Throughout the general election season, this catchphrase adorned thousands of McCain rally signs, stump speech podiums, and election banners. It summed up, in two simple words, the essence of McCain's candidacy—the Republican ticket would put the nation's interests above all else, including partisan consideration and personal ambitions. Many of the 57 million citizens who pulled the lever for McCain have at some point waved a placard featuring this motto, and countless more have chanted it at campaign stops. Now that the votes have been cast and the people have spoken, what does "country first" mean for those who are disappointed with the results of November 4th? The Republican post-election manifestation of this noble creed should take several forms.

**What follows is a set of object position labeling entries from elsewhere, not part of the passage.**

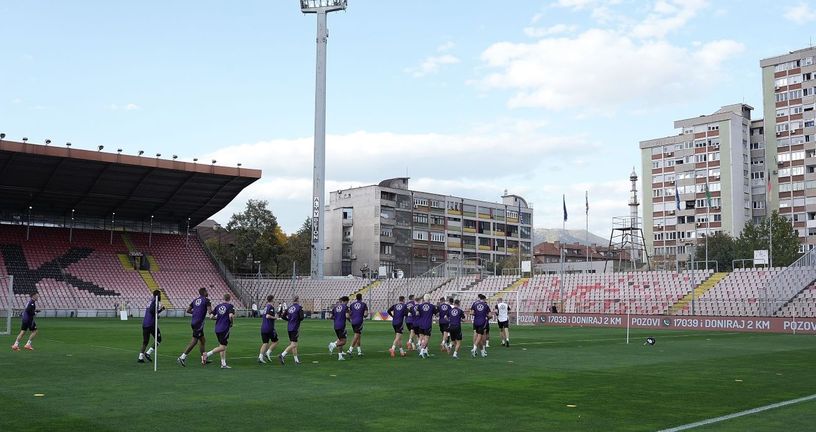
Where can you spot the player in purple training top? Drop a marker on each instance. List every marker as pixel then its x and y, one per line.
pixel 358 312
pixel 199 309
pixel 444 308
pixel 150 326
pixel 481 313
pixel 28 323
pixel 409 322
pixel 455 315
pixel 294 314
pixel 224 315
pixel 269 337
pixel 397 312
pixel 340 316
pixel 426 312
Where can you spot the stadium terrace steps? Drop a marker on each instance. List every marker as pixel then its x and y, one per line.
pixel 368 287
pixel 512 287
pixel 152 285
pixel 697 292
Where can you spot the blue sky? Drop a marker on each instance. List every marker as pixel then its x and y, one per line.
pixel 541 98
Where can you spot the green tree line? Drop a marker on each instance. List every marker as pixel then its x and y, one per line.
pixel 253 238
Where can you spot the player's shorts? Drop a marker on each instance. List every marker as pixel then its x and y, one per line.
pixel 198 330
pixel 147 332
pixel 266 337
pixel 28 325
pixel 223 337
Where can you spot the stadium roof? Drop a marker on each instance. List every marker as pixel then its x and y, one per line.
pixel 55 180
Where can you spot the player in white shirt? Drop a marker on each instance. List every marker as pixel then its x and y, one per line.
pixel 503 317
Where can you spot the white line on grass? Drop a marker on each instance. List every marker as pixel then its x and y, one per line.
pixel 740 414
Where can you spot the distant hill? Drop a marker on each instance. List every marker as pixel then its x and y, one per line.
pixel 567 236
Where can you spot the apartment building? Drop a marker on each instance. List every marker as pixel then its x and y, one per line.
pixel 707 161
pixel 392 228
pixel 788 92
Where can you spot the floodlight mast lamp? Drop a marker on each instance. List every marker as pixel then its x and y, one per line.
pixel 321 8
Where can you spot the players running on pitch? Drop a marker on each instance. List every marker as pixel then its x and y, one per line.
pixel 28 323
pixel 340 315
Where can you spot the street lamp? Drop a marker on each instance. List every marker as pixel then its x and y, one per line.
pixel 321 8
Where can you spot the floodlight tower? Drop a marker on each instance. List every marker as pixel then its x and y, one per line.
pixel 321 8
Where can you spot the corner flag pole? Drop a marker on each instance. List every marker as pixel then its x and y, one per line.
pixel 156 333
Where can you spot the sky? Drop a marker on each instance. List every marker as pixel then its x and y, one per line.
pixel 539 98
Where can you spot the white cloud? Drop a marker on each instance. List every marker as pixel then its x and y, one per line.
pixel 802 13
pixel 479 164
pixel 602 69
pixel 125 107
pixel 447 46
pixel 431 65
pixel 667 16
pixel 539 32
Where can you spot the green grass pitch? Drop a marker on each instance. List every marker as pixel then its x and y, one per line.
pixel 87 371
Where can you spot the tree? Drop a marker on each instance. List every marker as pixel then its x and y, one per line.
pixel 755 237
pixel 721 248
pixel 257 237
pixel 298 250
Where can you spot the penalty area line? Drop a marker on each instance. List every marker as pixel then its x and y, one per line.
pixel 740 414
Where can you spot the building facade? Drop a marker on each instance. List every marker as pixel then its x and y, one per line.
pixel 788 87
pixel 400 231
pixel 696 183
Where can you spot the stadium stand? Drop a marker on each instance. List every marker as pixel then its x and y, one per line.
pixel 88 273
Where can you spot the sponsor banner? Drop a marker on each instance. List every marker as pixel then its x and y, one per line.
pixel 743 324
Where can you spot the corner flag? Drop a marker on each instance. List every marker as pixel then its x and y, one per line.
pixel 564 200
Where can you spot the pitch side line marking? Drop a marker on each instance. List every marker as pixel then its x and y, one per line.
pixel 740 414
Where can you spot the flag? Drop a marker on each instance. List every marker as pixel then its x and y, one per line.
pixel 708 196
pixel 564 200
pixel 677 196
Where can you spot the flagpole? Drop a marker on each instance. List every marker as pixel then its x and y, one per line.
pixel 770 220
pixel 587 228
pixel 561 244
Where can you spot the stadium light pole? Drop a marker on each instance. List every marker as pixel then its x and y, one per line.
pixel 28 228
pixel 71 231
pixel 113 223
pixel 321 8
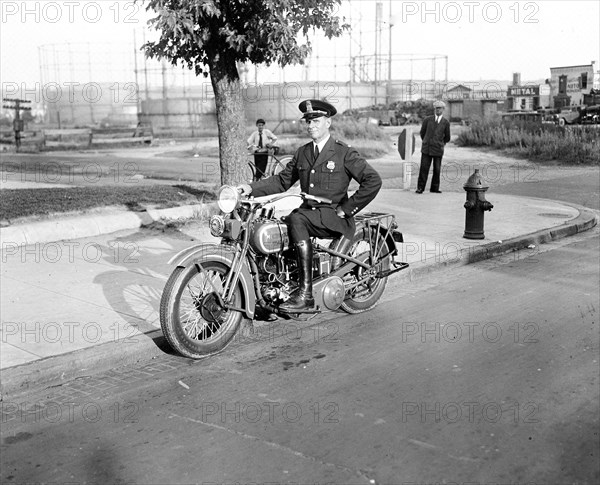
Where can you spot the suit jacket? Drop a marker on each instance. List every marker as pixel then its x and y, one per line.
pixel 434 136
pixel 329 176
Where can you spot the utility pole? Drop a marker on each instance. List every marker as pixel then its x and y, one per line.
pixel 389 86
pixel 378 17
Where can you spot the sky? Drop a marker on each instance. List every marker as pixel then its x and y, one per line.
pixel 482 40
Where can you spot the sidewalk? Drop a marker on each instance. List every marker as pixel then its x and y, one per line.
pixel 77 306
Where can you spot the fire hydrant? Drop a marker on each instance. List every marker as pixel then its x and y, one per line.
pixel 476 205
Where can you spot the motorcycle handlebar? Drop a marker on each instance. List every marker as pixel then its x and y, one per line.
pixel 302 195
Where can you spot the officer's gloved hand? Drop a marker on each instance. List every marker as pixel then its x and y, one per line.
pixel 244 189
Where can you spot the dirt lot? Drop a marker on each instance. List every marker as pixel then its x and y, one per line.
pixel 195 164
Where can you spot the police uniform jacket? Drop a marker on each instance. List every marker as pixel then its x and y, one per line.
pixel 434 136
pixel 329 176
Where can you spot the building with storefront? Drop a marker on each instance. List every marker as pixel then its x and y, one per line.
pixel 570 84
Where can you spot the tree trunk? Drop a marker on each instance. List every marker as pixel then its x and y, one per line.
pixel 230 121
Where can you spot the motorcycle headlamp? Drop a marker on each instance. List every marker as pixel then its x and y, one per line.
pixel 228 198
pixel 217 225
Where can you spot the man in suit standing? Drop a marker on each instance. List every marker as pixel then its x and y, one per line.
pixel 435 133
pixel 324 167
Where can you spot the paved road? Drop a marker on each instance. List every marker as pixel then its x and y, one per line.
pixel 501 388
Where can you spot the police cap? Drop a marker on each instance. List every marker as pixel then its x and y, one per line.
pixel 313 108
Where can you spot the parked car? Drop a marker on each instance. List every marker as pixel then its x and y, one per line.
pixel 569 115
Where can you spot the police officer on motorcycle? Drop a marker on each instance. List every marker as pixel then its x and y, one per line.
pixel 324 167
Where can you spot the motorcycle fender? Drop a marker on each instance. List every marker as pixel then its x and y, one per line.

First, it should mean respecting the President of the United States, and the office he holds. The Left has attacked, defamed, belittled, and mocked the current president for the better part of eight years. They often carp about America's standing in the world without suspecting for an instant that their ceaseless efforts to tear down their own country's leader may well have contributed to the negative perception abroad. The Right should prove itself to be better than that by affording the new president the respect he deserves. Conservatives should do so not merely to foster a smug sense of superiority, but because it's the right thing to do. We face a dangerous and hostile world, rife with regimes and organizations that would like nothing better than to see the United States unravel. A modicum of national unity and solidarity could go a long way to put the country in the best position to confront these challenges.